Here are the basics in the practice of truthfulness. Pay attention to factual truth. Notice and make a point of calling yourself on the urge to conceal embarrassing facts, to try to make yourself look better, to justify mistakes, or run away from needed confrontation. When you notice yourself telling an untruth, check yourself. As much as possible, make a point of ‘not ‘saying anything you know to be untrue.
As you learn to catch your own characteristic patterns of untruth – inner and outer – you will also begin to notice that some truths need to be spoken, and there are times when remaining silent is an acceptable alternative. In other words, your commitment to truthfulness comes to include an authentic, and trustworthy capacity for discriminating speech. Truth is a genuine teacher. When you decide to follow where it leads, constantly asking questions like “What is my motive for speaking? Is it kind and necessary to say this? If not now, how will I know that it’s right to say this?” the power of truth will show its subtleties and teach its wisdom. Patanjali says that through truthfulness we gain such a power that all our words turn out to be true. I don’t believe that he means that we become alchemists, able to turn the base metal of lies into the gold of reality just by our words. Instead, I believe that he’s talking about the power to speak from inspiration – to hold firmly to the truth that is not only factual, but that illuminates, that can be received, that reflects the deeper state of the heart.

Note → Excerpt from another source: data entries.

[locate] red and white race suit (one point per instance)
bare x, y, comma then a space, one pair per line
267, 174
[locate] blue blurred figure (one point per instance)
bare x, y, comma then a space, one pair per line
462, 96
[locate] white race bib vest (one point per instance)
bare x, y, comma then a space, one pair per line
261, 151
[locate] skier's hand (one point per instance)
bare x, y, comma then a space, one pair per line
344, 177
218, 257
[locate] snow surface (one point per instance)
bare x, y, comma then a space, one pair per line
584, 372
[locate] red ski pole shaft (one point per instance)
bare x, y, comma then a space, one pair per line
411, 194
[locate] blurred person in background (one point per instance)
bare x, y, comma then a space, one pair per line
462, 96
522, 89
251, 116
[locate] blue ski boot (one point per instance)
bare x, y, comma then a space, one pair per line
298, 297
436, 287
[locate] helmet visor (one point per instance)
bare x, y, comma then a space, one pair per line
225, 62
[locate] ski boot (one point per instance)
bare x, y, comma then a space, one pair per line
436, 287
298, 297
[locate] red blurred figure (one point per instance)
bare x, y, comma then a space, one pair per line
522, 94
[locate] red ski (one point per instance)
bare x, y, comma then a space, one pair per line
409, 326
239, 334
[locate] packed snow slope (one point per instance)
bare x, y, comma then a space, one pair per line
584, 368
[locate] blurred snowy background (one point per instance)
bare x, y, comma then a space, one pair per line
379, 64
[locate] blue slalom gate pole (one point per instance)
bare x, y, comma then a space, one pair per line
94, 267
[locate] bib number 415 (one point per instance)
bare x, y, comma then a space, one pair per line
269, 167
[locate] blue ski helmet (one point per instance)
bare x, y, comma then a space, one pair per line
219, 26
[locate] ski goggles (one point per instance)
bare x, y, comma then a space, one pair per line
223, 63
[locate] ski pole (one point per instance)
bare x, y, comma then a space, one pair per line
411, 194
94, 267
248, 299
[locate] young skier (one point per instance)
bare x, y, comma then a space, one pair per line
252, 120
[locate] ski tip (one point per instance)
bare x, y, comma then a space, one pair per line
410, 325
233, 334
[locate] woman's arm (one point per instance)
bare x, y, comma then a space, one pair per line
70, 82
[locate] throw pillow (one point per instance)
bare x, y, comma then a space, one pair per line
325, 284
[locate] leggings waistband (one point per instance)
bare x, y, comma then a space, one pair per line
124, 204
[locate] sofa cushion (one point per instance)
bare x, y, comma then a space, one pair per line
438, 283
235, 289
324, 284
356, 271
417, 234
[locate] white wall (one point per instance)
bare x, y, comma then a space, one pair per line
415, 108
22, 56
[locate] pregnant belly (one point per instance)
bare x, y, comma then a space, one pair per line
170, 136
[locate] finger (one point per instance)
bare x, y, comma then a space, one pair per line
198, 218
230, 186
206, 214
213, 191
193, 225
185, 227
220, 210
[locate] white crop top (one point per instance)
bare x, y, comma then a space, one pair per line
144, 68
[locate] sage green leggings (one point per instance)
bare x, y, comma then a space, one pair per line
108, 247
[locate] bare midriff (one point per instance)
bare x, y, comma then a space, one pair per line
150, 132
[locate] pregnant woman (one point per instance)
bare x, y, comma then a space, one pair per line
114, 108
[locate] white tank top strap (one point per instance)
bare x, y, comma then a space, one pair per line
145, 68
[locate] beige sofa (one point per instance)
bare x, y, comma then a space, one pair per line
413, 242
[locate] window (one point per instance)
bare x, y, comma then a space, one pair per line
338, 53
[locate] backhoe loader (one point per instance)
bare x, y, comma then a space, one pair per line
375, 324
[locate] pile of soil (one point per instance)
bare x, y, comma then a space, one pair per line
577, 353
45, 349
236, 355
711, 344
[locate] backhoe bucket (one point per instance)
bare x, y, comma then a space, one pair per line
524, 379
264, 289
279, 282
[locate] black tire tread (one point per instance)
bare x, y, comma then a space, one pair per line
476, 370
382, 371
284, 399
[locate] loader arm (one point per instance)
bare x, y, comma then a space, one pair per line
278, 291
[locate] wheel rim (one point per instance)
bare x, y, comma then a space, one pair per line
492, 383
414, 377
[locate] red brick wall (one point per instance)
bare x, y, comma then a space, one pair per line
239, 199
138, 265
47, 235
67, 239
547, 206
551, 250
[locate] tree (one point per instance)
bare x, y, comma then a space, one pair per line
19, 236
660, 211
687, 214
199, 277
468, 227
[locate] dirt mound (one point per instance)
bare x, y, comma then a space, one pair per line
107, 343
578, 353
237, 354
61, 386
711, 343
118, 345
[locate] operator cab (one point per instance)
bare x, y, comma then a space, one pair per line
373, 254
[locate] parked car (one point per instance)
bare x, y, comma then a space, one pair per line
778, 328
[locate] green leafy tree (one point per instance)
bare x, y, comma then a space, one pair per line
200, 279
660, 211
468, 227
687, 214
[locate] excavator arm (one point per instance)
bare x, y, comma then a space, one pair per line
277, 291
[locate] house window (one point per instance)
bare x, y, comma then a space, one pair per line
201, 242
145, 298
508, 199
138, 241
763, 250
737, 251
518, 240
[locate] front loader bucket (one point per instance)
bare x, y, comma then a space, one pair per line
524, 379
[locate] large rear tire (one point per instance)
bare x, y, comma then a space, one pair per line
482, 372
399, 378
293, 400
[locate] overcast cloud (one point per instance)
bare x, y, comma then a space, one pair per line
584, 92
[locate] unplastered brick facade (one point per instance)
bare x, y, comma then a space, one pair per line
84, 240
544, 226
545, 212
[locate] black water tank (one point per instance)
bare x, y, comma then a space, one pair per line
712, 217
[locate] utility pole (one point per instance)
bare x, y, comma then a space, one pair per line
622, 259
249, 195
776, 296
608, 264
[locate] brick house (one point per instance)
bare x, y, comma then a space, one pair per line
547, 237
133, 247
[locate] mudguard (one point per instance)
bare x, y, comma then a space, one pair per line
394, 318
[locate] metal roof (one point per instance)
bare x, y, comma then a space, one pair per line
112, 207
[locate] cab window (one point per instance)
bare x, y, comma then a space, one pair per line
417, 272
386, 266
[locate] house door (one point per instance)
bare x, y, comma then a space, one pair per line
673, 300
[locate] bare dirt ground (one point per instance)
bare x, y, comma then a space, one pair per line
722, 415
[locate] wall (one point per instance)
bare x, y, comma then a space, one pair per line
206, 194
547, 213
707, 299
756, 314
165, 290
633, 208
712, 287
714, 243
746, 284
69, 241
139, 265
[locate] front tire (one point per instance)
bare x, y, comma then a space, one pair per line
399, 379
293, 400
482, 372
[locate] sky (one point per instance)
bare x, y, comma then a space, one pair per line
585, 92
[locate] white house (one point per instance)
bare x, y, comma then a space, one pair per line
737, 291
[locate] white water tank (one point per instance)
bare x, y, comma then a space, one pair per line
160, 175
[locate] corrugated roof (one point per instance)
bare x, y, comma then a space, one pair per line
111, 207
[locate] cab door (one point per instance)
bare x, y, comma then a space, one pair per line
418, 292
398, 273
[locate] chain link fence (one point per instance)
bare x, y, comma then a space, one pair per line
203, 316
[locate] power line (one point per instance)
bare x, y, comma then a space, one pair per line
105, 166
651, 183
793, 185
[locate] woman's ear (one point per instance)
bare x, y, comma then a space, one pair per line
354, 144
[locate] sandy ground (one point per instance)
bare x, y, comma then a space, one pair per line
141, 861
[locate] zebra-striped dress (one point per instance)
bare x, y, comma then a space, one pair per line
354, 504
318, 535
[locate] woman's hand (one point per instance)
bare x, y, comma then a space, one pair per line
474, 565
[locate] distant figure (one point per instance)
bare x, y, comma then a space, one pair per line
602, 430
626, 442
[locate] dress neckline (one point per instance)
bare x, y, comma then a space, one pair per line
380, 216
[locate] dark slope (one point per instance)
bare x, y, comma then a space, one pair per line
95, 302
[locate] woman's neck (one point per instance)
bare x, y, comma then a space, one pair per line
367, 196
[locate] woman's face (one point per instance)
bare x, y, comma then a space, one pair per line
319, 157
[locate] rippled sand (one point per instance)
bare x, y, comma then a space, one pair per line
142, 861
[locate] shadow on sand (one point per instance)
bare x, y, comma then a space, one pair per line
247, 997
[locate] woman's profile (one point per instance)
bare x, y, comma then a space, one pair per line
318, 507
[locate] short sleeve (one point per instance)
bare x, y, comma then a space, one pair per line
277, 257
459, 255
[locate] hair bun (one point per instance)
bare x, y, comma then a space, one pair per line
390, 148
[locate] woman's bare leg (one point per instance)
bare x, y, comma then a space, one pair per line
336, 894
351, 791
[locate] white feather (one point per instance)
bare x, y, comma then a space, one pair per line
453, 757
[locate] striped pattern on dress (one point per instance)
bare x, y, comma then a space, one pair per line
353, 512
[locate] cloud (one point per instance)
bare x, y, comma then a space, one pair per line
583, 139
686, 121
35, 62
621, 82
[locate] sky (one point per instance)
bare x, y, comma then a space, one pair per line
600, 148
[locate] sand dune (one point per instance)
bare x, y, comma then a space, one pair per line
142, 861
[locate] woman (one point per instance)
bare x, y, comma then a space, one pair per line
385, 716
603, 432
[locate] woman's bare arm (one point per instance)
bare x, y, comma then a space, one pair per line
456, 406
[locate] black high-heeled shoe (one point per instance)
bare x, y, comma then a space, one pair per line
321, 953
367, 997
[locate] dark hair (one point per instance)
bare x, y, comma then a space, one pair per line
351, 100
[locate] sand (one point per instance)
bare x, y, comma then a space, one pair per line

TRY THIS: Truthseeker’s Self Inquiry
Before going to bed at night, take some time to look back at the day’s interactions. Remember your conversations, your phone calls, your thoughts. Notice when your thoughts and your speech were in harmony, and when they were not. Write down what you see. Then, take your awareness into the heart, and center yourself by focusing on the breath.
Ask yourself, “What were my reasons for this dishonesty? Was it social convention? Was it to protect someone else? To protect myself? What do I believe would be the consequences of telling the factual truth in this situation?”
See if you can discern the true motives for your untruthfulness.
Finally, with your focus in the heart, ask for the courage and discrimination to speak and act with authentic, loving honesty – to yourself and others – the next time a similar situation arises.
Finally, make a decision to stop speaking or acting dishonestly in this situation. Then observe carefully what are the results.